That 40 level matters. It’s the line that separates builders who generally feel good about the market from those who don’t. The index has now spent 15 consecutive months below it.

The numbers paint a bleak picture

Every single sub-component of the index declined. Current sales conditions dropped to 37. Sales expectations for the next six months slipped to 43. And prospective buyer traffic fell to a notably weak 23.

The culprits are familiar by now: high mortgage rates, rising material and land costs, and a persistent shortage of skilled labor.

Builders aren’t just sitting around waiting for conditions to improve, though. They’re cutting prices. Some 37% of builders reported offering price reductions in July, with the average discount coming in at 6%.

Why buyers are staying on the sidelines

NAHB officials pointed to a familiar dynamic.

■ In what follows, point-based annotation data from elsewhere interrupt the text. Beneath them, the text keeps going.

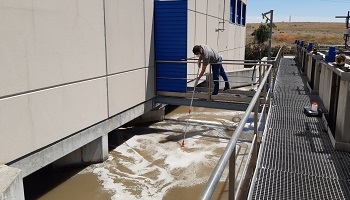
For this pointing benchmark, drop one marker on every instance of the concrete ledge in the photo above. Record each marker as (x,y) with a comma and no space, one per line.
(11,183)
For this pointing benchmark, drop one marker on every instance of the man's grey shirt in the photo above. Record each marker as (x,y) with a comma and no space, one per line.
(209,55)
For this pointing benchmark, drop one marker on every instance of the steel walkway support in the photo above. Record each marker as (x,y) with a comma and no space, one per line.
(296,158)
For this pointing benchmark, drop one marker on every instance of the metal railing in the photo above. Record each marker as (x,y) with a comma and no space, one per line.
(229,155)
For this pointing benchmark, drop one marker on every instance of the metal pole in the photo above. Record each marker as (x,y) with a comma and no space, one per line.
(270,41)
(224,159)
(271,23)
(232,175)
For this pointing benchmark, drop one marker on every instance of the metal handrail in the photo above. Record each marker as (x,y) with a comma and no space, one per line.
(220,167)
(214,179)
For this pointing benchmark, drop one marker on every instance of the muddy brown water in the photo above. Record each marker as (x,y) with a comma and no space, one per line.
(149,163)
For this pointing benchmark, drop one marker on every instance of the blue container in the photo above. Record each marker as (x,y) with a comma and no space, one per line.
(309,48)
(330,57)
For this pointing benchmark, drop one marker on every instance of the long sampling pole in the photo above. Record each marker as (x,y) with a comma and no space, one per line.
(190,109)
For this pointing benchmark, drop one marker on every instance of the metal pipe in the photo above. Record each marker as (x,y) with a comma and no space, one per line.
(209,189)
(183,61)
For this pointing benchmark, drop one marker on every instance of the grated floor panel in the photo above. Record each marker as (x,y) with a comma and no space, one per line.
(297,159)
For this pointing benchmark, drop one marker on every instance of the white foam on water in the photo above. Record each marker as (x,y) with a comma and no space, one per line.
(162,162)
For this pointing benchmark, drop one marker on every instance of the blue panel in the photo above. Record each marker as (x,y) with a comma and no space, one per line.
(244,14)
(233,11)
(239,12)
(171,44)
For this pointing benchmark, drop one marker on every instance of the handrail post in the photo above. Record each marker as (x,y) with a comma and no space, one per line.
(232,175)
(209,82)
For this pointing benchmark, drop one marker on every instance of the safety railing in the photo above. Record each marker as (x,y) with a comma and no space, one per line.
(258,66)
(229,156)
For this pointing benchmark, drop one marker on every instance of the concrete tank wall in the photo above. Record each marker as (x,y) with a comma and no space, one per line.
(67,65)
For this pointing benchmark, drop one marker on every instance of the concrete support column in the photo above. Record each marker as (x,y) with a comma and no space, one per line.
(11,184)
(93,152)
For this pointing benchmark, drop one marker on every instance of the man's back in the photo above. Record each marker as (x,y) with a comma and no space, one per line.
(209,55)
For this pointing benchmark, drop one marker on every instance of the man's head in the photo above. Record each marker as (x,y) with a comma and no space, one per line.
(196,49)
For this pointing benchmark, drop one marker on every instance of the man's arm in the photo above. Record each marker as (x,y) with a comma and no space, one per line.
(202,72)
(203,68)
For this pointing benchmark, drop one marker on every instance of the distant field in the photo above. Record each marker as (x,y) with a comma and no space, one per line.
(317,32)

Potential buyers are essentially frozen, waiting for some combination of lower interest rates, clearer inflation trends, and generally improved economic conditions before committing to what is, for most people, the largest financial decision of their lives.

The July reading also came in below the consensus forecast of 35.

For context, the last time the NAHB index spent this long below 40 was during the slow, painful crawl out of the 2008 financial crisis.

What this means for investors and risk assets

Bitcoin has been trading in the $60K to $64K range without showing any particular correlation to the housing data.